The independent submissions i.e. I feel I’ll sleep tonight, My Left Arm and Cocoa (along with It’s Somebody’s Special Night Tonight…) are some of my shameless plugs where I just wanted to be as raw and emotive as I could within set ideas of what I wished to present to the readers. I feel I’ll sleep tonight was changed drastically after I incorporated changes suggested during the midterm review, and honestly, it turned into one of the more beautiful poems that I’ve written and just the way it looks on paper increases the sentimental value it holds for me. My Left Arm has been the most ‘biology heavy’ poem I’ve written so far in my bid to humanize psychosomatic tremors and aches, something that I’ve tried to highlight through most of my works over the semester but nowhere as openly as in this submission. Cocoa is a collection of images that haunt me from time to time, never menacingly though, but there’s not much that can be said about this.

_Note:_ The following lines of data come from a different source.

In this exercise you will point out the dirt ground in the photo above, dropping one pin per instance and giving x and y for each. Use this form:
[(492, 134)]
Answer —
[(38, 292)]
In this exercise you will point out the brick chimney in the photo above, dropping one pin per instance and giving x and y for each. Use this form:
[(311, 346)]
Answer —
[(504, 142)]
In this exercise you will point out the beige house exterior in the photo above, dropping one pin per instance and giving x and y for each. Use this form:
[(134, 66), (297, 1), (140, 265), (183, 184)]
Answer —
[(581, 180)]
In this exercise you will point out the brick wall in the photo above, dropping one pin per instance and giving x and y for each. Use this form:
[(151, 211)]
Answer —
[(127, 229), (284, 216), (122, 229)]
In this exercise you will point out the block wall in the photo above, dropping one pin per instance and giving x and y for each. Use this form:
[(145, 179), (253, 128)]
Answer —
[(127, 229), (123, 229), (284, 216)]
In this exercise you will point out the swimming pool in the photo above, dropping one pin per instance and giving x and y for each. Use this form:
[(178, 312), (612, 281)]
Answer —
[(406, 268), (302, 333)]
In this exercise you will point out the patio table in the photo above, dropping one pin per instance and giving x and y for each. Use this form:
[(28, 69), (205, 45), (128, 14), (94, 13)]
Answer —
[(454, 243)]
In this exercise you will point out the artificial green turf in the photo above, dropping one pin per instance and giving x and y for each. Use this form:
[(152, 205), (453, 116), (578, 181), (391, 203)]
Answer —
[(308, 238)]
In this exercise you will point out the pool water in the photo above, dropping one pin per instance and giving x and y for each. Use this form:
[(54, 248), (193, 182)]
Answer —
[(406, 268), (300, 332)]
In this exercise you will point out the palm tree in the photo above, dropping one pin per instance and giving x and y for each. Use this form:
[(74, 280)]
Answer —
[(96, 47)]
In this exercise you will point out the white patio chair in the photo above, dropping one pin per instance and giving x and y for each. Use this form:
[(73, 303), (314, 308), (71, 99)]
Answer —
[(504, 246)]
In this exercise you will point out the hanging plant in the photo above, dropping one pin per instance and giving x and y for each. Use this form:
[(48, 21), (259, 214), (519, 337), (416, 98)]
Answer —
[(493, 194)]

Moving on to the villanelle Melaina Chole, I was deeply moved by Elizabeth Bishop’s One Art and how it conveys countless things that it doesn’t even say. I tried to create something that would resonate on a similar plane as her work, whether I’ve been able to achieve that or not is subjective, but I find Melaina Chole as a mantra to calm and hold myself in place since I’ve written the villanelle. Again, testing myself with particular emotions and a set pattern really helped me bring out the best I could at that time. The next poem, いちきゅうはちよん (Ichi Kyuu Hachi Yon) is a direct retelling of an incident I was a witness to whilst getting a haircut somewhere around a decade ago. I believe Ichi Kyuu Hachi Yon stands out as a better Place/City poem in terms of grounding a particular incident to a particular place, which unsurprisingly is relatable to a number of middle class Indian individuals, and the incident which gets mentioned within the prior incident was very important to be put out in the world as a question on the continuous violence we as Indians, as North Indians, as Delhiites, North Indian/Delhi males, as humans have exposed everyone else to.

Finally, to discuss the responses to Nitoo Das’s poems, the two workshops with her; Jokhini has stayed with me since the first time I read it, and not just due to my interest in the occult or supernatural, but because of the innocence and naivety that humanizes our young witch in the tree. I chose to respond to poems other than Jokhini because I feared I’d end up turning it into something campy (case in point: Aatanki Halwa); I responded to The Poetry of Everyday Life: I as an ode to a few essential and unnoticed objects (barring the photograph) that just seemed necessary. The other poem that I responded to, i.e. how to cut a fish with How to Remember a Love was written over two weeks of constant head scratching and late nights (rather super early mornings) in a dark room. The content of the response is self explanatory and I’ve tried to incorporate as much as I could of myself whilst also trying to create the poem into a recipe for memories and sleep.

I feel I should say something that concludes this collection of disjoint thoughts. I feel I’ve half-assed my way through this essay that exceeds the word limit and says little about the creative process and my experience of the course. As I inch closer day by day to graduation and the inevitable uncertainty of eventual ‘adult life’, I really wish I could’ve opted for a course like this every semester and stayed in a perpetual bubble or a loop of creative exercises, shuffling words and emotions.